Dealing with a depth of emotion neither has experienced before, Sophia and Sylvain try to make a go of it in a relationship, but the differences in their upbringing, social scenes and opinions seem insurmountable. Sylvain can be prone to crass, casually racist remarks, while Sophia’s initially suppressed snobbery starts to rear its ugly head; she can’t help but sneer at his friends and family, illustrating her own ignorance, while Sylvain’s track record as a womaniser causes some concern. Their pals are perplexed by the relationship, though one (Françoise, played by Chokri herself) is inspired to start up her own affair.

The Nature Of Love is an appropriately seductive piece of cinema, one that’s intimate and convention-defying, funny, uncomfortable and disarmingly sexy. Brilliantly shot by André Turpin (IncendiesMommy), its grainy texture, warm glow and dynamic, sometimes unpredictable camera movements evoke the rule-breaking cinema of the American New Wave. Yet that was a movement dominated by men and, with a woman calling the shots here, so much about this film feels fabulously female: from its primary perspective, frank approach to women’s wants and needs, and emotional sensitivity. 

Chokri made the film as a rejection of cinema’s tendency to idealise romantic encounters and strip them of a credible social context, observing that elements such as friends, family and status have an inevitable bearing on the success of a relationship. She balances an investigation of how love pans out in practice with philosophical musings on the subject, as Sophia explains the theories of Plato and bell hooks to her students; in one sense she’s an expert on love, in another more real way she hasn’t got a clue.

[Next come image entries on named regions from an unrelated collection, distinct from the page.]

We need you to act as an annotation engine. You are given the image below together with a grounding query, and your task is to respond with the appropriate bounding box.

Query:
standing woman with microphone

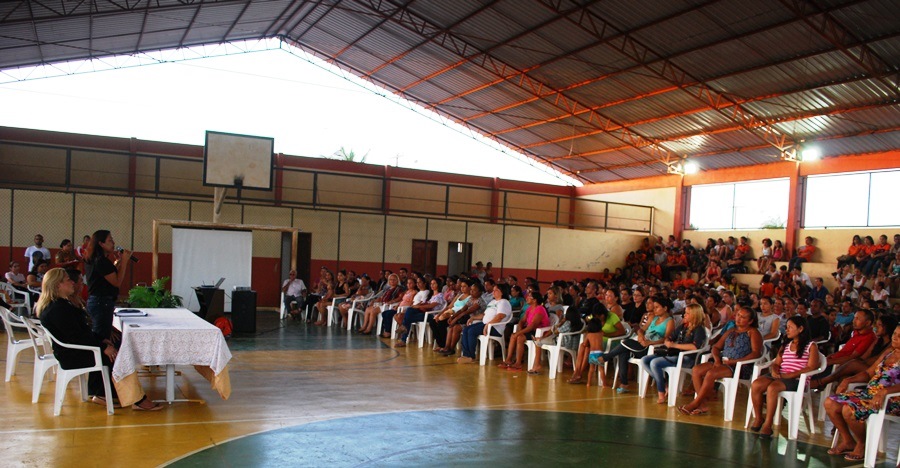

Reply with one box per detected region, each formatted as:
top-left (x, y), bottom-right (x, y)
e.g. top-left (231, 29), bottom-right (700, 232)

top-left (84, 229), bottom-right (131, 339)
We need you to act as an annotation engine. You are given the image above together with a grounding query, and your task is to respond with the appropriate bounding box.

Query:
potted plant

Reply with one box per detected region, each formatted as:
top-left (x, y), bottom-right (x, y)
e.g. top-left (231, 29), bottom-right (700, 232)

top-left (128, 276), bottom-right (182, 309)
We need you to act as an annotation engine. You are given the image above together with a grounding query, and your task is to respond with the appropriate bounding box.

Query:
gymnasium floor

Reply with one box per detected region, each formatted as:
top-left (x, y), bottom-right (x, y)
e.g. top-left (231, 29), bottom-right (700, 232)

top-left (0, 312), bottom-right (897, 467)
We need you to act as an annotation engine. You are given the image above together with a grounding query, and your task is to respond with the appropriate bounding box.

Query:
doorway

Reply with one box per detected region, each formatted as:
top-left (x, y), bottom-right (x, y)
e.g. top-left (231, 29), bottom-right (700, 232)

top-left (278, 232), bottom-right (312, 287)
top-left (410, 239), bottom-right (437, 276)
top-left (447, 242), bottom-right (472, 276)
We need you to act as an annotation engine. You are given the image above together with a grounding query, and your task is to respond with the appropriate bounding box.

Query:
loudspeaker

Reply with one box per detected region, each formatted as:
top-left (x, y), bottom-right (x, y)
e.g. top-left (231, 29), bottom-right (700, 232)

top-left (231, 291), bottom-right (256, 333)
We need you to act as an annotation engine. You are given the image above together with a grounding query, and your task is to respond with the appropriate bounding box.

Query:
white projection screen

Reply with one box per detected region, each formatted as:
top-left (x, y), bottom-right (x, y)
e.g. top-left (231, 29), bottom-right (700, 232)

top-left (172, 227), bottom-right (253, 312)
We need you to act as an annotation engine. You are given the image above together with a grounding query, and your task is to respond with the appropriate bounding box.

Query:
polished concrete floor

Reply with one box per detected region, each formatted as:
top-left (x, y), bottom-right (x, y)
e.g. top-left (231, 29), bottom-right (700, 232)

top-left (0, 312), bottom-right (898, 467)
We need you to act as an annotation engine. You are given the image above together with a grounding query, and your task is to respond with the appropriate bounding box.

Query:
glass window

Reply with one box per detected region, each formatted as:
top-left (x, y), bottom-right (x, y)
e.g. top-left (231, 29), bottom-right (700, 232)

top-left (869, 171), bottom-right (900, 226)
top-left (690, 179), bottom-right (790, 229)
top-left (803, 171), bottom-right (900, 227)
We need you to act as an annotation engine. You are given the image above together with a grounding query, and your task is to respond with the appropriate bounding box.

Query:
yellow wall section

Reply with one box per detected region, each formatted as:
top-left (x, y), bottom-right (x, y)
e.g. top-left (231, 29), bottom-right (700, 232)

top-left (0, 189), bottom-right (9, 247)
top-left (384, 216), bottom-right (425, 264)
top-left (0, 144), bottom-right (66, 187)
top-left (7, 190), bottom-right (72, 249)
top-left (281, 170), bottom-right (316, 204)
top-left (428, 219), bottom-right (466, 266)
top-left (132, 198), bottom-right (190, 253)
top-left (500, 192), bottom-right (557, 224)
top-left (391, 180), bottom-right (447, 215)
top-left (468, 223), bottom-right (503, 267)
top-left (538, 228), bottom-right (643, 272)
top-left (449, 187), bottom-right (491, 218)
top-left (244, 205), bottom-right (291, 258)
top-left (341, 213), bottom-right (384, 264)
top-left (294, 210), bottom-right (338, 261)
top-left (581, 187), bottom-right (675, 237)
top-left (495, 226), bottom-right (541, 269)
top-left (316, 174), bottom-right (381, 209)
top-left (69, 151), bottom-right (128, 190)
top-left (74, 193), bottom-right (134, 250)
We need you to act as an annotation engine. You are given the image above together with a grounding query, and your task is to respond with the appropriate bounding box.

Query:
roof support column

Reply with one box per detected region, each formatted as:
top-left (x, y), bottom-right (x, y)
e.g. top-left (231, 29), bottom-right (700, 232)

top-left (784, 162), bottom-right (803, 258)
top-left (672, 175), bottom-right (690, 241)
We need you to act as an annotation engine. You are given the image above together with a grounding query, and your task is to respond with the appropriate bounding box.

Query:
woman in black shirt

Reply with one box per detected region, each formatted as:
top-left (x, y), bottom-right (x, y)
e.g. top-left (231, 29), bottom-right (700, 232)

top-left (85, 229), bottom-right (131, 339)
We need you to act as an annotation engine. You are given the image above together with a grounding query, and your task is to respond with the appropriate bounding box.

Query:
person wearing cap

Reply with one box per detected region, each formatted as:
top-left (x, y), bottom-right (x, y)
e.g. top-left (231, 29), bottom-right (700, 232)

top-left (281, 270), bottom-right (307, 320)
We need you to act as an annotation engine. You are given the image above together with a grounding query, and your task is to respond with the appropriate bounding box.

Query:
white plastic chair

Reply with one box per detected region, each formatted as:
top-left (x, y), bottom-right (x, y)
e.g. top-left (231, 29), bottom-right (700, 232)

top-left (0, 307), bottom-right (31, 382)
top-left (541, 329), bottom-right (584, 380)
top-left (747, 352), bottom-right (828, 440)
top-left (478, 314), bottom-right (512, 366)
top-left (44, 329), bottom-right (113, 416)
top-left (660, 328), bottom-right (712, 406)
top-left (347, 294), bottom-right (372, 331)
top-left (22, 319), bottom-right (59, 403)
top-left (0, 281), bottom-right (31, 317)
top-left (525, 314), bottom-right (568, 370)
top-left (325, 297), bottom-right (347, 327)
top-left (823, 383), bottom-right (900, 468)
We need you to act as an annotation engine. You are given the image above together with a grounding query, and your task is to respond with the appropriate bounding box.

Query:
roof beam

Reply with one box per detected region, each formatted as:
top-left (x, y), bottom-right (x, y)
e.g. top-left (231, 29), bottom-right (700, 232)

top-left (463, 0), bottom-right (865, 125)
top-left (221, 0), bottom-right (250, 42)
top-left (528, 67), bottom-right (892, 152)
top-left (780, 0), bottom-right (900, 97)
top-left (362, 0), bottom-right (500, 79)
top-left (538, 0), bottom-right (794, 159)
top-left (564, 99), bottom-right (900, 172)
top-left (400, 0), bottom-right (599, 94)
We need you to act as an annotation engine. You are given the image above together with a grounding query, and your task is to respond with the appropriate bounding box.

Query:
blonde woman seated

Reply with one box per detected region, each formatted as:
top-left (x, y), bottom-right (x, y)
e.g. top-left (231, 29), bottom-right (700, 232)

top-left (678, 307), bottom-right (763, 415)
top-left (750, 315), bottom-right (819, 439)
top-left (35, 268), bottom-right (163, 411)
top-left (359, 273), bottom-right (403, 335)
top-left (641, 304), bottom-right (706, 405)
top-left (338, 274), bottom-right (372, 324)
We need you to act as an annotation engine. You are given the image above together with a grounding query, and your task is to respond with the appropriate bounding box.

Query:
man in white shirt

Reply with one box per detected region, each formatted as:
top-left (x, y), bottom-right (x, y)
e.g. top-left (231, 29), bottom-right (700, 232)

top-left (25, 234), bottom-right (50, 271)
top-left (281, 270), bottom-right (306, 317)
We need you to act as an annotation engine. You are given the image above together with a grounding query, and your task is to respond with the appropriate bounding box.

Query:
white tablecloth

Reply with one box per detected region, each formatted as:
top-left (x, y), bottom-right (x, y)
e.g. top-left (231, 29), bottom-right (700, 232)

top-left (112, 309), bottom-right (231, 404)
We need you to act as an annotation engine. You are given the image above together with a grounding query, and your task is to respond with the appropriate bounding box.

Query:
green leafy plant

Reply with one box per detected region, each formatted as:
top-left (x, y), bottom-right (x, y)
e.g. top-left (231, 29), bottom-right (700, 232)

top-left (128, 276), bottom-right (182, 309)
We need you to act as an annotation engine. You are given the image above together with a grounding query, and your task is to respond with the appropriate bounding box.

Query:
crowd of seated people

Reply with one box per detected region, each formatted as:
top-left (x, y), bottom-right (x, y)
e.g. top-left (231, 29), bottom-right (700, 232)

top-left (284, 236), bottom-right (900, 456)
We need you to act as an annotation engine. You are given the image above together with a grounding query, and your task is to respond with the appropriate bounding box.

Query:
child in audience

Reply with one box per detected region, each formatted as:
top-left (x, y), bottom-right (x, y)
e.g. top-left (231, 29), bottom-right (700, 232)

top-left (569, 314), bottom-right (606, 386)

This film reflects the erratic, often inconvenient nature of life, with cringeworthy pratfalls puncturing sexual tension, while one moment Sophia is masturbating in the shower and the next she’s consoling her mother-in-law about her husband’s deteriorating health. Lead actress Lépine-Blondeau (who featured in Chokri’s debut A Brother’s Love, but may not be familiar to UK audiences) negotiates this tricky territory sublimely, showing flair for light comedy, while beautifully fleshing out Sophia’s risqué and agonising predicament, with her and the charismatic Cardinal sharing genuine chemistry.

Although The Nature Of Love adopts a non-judgemental approach to adultery, there’s plenty of judgement on display elsewhere. Despite its North American setting, the observations it makes about social barriers will resonate in class-obsessed Britain, and it’s an interesting film to view during such a polarised time politically. It’s fascinating to observe how Sophia can surrender to her sexual urges and throw her future up in the air but cannot deny who she is underneath it all.

As the title suggests, Chokri is attempting to crack one of the most difficult and significant subjects of them all. Using her intellectually curious and sexually courageous protagonist as a mouthpiece, she weighs up the physical, social and emotional factors at play, asking what love is and whether it can ever be enough.

The Nature Of Love is in cinemas from Friday 5 July.